Turkey must help push the diplomatic track on Syria

Turkey must help push the diplomatic track on Syria

The downing of the Syrian helicopter by Turkey was probably welcomed in government as well as military circles in Ankara, who no doubt saw this as payback for the downing by Syria last year of a Turkish jet that had momentarily strayed into Syrian airspace while on a mission in the eastern Mediterranean. 

But this event is unlikely to lead to a military escalation between the two countries given the diplomatic advantage Bashar al-Assad gained after accepting the Russian-brokered deal for his chemical weapons. The Erdoğan government, however, is clearly unhappy about this turn of events. 

The feeling in Ankara is that al-Assad has been given extra time to prepare for more attacks against his people. There is undoubtedly some truth in this. It is equally clear, however, that Ankara is out of tune with developments concerning Syria, having misinterpreted many crucial aspects of this crisis.
For one thing, Turkey should have factored in the tangible reluctance of the international community to get militarily involved in this crisis. It should also have factored in the symbiotic relationship the al-Assad regime has with Moscow and Tehran, which have worked perfectly for him thus far. 

These countries have made al-Assad’s staying in power a strategic goal and have so far succeeded in ensuring this. It has been clear for quite some time now, and remains so today, that unless there is an agreement between the United States and Russia on some negotiated solution to this crisis, it is very unlikely that the military stalemate in Syria will be broken. 

It is also evident that in the absence of such a negotiated settlement, scores of people will continue to die. Since no Western country is prepared to arm the anti-al-Assad forces in any meaningful way, or intervene militarily against al-Assad, the “Geneva 2” format involving the United Nations and all the members of the Security Council, is the only way forward for Syria. 

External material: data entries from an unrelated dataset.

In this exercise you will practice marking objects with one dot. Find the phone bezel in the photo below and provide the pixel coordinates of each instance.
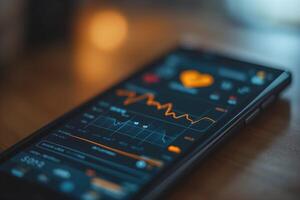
(167, 176)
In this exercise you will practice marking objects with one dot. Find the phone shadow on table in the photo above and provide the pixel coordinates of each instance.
(234, 160)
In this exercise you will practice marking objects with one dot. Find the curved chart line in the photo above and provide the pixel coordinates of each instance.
(133, 97)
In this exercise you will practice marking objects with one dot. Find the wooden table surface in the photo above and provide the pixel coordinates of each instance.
(262, 161)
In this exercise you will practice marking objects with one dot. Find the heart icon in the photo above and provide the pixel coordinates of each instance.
(194, 79)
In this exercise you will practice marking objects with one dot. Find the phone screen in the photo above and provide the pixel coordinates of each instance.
(124, 138)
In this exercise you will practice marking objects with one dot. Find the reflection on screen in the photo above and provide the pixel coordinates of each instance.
(120, 142)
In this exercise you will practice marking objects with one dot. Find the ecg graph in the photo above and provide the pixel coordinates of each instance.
(144, 132)
(132, 97)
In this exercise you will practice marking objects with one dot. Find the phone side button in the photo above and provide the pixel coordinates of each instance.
(270, 100)
(252, 116)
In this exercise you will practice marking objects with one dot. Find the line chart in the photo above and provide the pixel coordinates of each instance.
(132, 97)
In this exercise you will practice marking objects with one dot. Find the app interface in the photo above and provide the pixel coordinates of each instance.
(129, 135)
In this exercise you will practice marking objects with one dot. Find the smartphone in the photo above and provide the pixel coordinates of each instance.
(136, 139)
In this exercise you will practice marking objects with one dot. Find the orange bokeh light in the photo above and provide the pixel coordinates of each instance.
(108, 30)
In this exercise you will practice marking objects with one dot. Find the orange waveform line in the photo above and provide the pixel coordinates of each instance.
(150, 161)
(132, 97)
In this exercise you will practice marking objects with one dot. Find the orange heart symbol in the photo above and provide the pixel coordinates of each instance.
(194, 79)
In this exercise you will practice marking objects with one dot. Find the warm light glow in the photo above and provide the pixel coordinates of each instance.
(108, 30)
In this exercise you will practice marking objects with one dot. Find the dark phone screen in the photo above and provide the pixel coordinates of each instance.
(119, 143)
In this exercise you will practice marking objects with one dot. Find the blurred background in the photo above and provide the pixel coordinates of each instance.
(56, 54)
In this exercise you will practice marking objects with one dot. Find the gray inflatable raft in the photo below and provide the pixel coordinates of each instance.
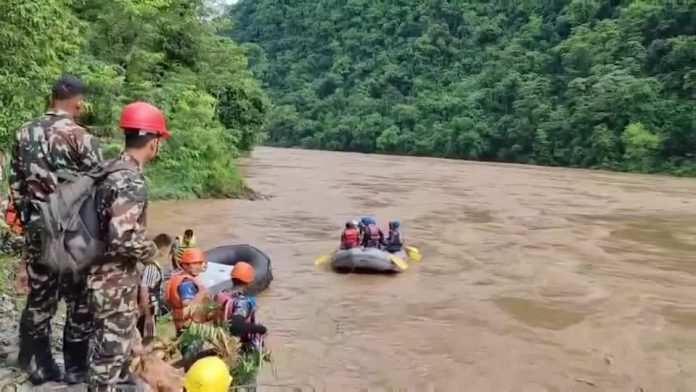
(365, 260)
(221, 261)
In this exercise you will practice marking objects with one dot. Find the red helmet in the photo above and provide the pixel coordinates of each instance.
(144, 117)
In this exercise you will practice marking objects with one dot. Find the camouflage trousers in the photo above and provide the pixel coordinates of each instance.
(113, 296)
(46, 288)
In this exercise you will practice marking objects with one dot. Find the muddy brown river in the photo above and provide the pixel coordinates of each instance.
(533, 279)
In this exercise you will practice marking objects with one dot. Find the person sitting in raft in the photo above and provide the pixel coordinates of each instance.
(395, 240)
(237, 307)
(184, 289)
(350, 238)
(187, 241)
(373, 237)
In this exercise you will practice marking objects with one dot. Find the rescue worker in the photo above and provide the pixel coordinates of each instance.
(113, 283)
(188, 240)
(52, 143)
(373, 237)
(208, 374)
(238, 308)
(395, 240)
(184, 289)
(350, 238)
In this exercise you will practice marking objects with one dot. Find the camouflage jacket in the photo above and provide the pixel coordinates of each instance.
(122, 206)
(51, 143)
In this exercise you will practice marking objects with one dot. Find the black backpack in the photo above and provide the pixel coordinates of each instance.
(71, 239)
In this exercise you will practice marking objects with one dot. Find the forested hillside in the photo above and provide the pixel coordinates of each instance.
(607, 84)
(163, 51)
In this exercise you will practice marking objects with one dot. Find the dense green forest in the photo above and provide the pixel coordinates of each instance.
(168, 52)
(604, 84)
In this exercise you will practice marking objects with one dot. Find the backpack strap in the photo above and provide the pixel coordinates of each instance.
(103, 170)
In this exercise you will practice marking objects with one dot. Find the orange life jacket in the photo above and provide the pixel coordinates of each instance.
(351, 238)
(172, 298)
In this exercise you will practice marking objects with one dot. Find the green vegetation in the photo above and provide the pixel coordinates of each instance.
(603, 84)
(167, 52)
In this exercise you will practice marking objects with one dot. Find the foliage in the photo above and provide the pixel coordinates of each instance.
(168, 52)
(532, 81)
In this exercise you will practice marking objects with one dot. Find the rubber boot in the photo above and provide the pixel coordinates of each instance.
(75, 358)
(27, 344)
(26, 351)
(46, 367)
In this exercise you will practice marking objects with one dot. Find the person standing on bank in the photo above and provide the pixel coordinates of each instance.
(114, 282)
(52, 143)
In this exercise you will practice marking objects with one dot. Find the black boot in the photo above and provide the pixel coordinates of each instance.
(26, 351)
(75, 357)
(46, 367)
(27, 344)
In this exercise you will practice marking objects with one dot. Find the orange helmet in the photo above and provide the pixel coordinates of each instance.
(243, 272)
(192, 255)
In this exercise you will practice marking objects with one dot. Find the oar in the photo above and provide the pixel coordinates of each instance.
(413, 253)
(398, 262)
(323, 259)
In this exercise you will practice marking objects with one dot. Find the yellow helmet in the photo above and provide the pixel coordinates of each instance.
(209, 374)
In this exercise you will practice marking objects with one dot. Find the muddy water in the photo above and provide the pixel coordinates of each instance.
(533, 279)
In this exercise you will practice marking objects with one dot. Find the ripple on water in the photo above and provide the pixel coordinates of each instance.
(539, 315)
(682, 317)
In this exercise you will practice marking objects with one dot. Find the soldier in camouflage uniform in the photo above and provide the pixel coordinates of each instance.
(113, 283)
(51, 143)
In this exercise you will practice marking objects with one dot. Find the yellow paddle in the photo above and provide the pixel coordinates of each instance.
(413, 253)
(398, 262)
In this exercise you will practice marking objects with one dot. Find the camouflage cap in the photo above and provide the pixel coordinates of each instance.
(67, 87)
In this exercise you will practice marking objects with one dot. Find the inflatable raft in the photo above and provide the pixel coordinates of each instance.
(221, 261)
(365, 260)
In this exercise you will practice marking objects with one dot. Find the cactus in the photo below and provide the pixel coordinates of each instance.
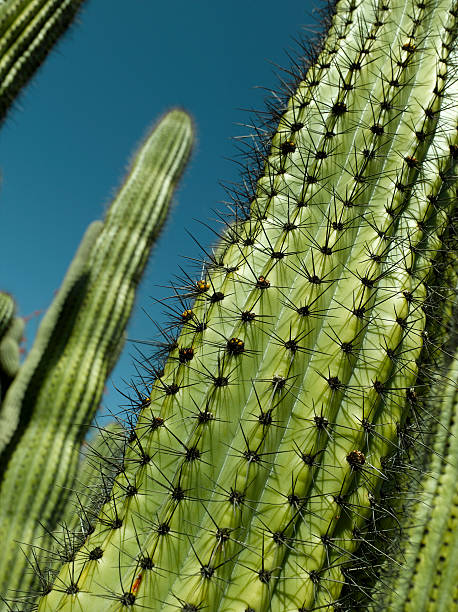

It is extremely unpleasant to see a bloody dictator like al-Assad at the table of course. But it must be recalled that Slobodan Milosevic, an equally distasteful dictator, was at the table in Dayton, Ohio, where the talks that ended the bloody Bosnian War were held. History did not let Milosevic escape in the end, of course, and a similar fate could be waiting for al-Assad.

The point now, however, it that al-Assad’s presence appears inevitable if the desire is to end the bloodshed in Syria soon. What happens to him after that, and what follows for Syria and the region after the bloodshed is ended is an open question, of course. But the initial aim must be to stop the bloodshed by diplomatic means since there is no military solution in sight. 

This is why the U.S.-Russian effort is important, even if it concentrates only on the question of chemical weapons for now. If there is success in this area, it will open the door for more talks that can touch on ending the violence. This does not please Ankara, but continuing to push for a military solution is merely going to prolong the suffering in that country. 

Once the bloodshed ends after a negotiated settlement, it will still take a massive international effort to help the new Syria emerge. Prime Minister Recep Tayyip Erdoğan’s suggestion that all will be good for Syria once al-Assad goes is too simplistic at this stage. It will take many years, perhaps decades, to erase the traces of the civil war before the democracy that Erdoğan envisions for Syria emerges.
That, however, is something to worry about after the violence stops. In the meantime, it is important for Ankara to stop shadow-boxing over Syria and to help the diplomatic track along. There appears little else that Turkey can do other than this now that matters stand where they are.